As I wandered between locations in College Hill, I
thought about pictures of the writer. Lovecraft died in 1937 at the age
of forty-six, and according to the H. P. Lovecraft Archive, only sixty-nine photographs of him have come to light, all of them viewable in an online gallery.
We know the author best from a mere handful of images, and this plain
late portrait by Lucius B. Truesdell, taken in 1934 on a trip to
Florida, is one of the most familiar. Long in the face and unusually
heavy of chin, Lovecraft is often described as gaunt. The large dark
eyes appear to measure us coldly. Do the pursed lips betray a lack of
passion?
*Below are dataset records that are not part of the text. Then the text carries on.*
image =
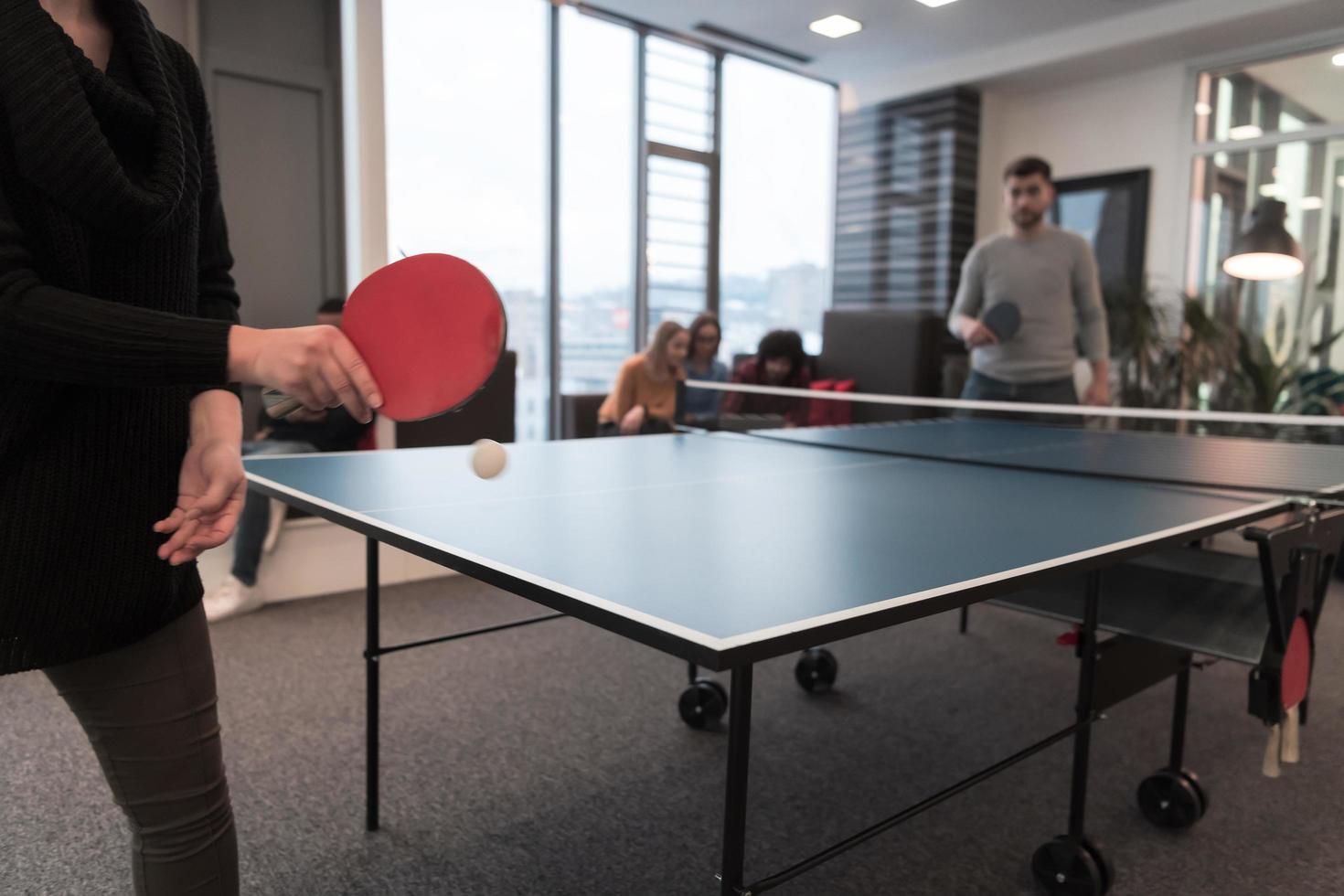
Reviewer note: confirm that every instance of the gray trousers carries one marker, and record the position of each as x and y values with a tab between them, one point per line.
149	712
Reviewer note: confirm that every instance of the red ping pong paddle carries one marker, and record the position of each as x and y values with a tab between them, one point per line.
1296	675
1003	318
432	331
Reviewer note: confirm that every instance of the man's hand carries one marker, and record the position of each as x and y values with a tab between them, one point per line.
975	334
1097	394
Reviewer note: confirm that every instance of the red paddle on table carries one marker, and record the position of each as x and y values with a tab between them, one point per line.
432	331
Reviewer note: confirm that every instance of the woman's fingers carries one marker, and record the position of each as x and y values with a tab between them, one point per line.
359	389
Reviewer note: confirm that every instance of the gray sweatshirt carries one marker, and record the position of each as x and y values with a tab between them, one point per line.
1052	278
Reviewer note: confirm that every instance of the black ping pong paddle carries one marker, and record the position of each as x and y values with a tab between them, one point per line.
1003	320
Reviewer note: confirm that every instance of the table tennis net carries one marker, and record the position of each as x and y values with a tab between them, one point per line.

If one knew nothing about him, he might be mistaken for a
probate lawyer or bank clerk.
Yet this distant, severely attired, and
conventional looking fellow is the prodigiously uninhibited originator
of grotesque alien Ancient Ones, and unnameable horrors from space. What
should such a person look like? Not like Lovecraft, we might think, and
his pictorial interpreters grapple with his stiffness as an icon. Cthulhu, Lovecraft’s most ghastly cosmic entity, has tentacles, so illustrators often montage tentacles on to Truesdell’s portrait, which is generally redrawn or repainted. Rubbery limbs
writhe around Lovecraft’s unforgiving face with an abandon that only
serves to accentuate his solemnity, like a man refusing to acknowledge a
joke against himself. On another walk in the city, I saw this visual
formula painted, as graffiti, next to the highway, along with the words
“This is Providence”—a twist on Lovecraft’s assertion, in a letter, that
he was Providence. I couldn’t resist taking a picture.
Lovecraft’s few portraits convey the oddity and
apartness of a man consumed by fears of the unknown. The semblance of
impassivity—a quality he was known for in close relationships—belies the
geyser of morbid obsession that erupts in his fiction.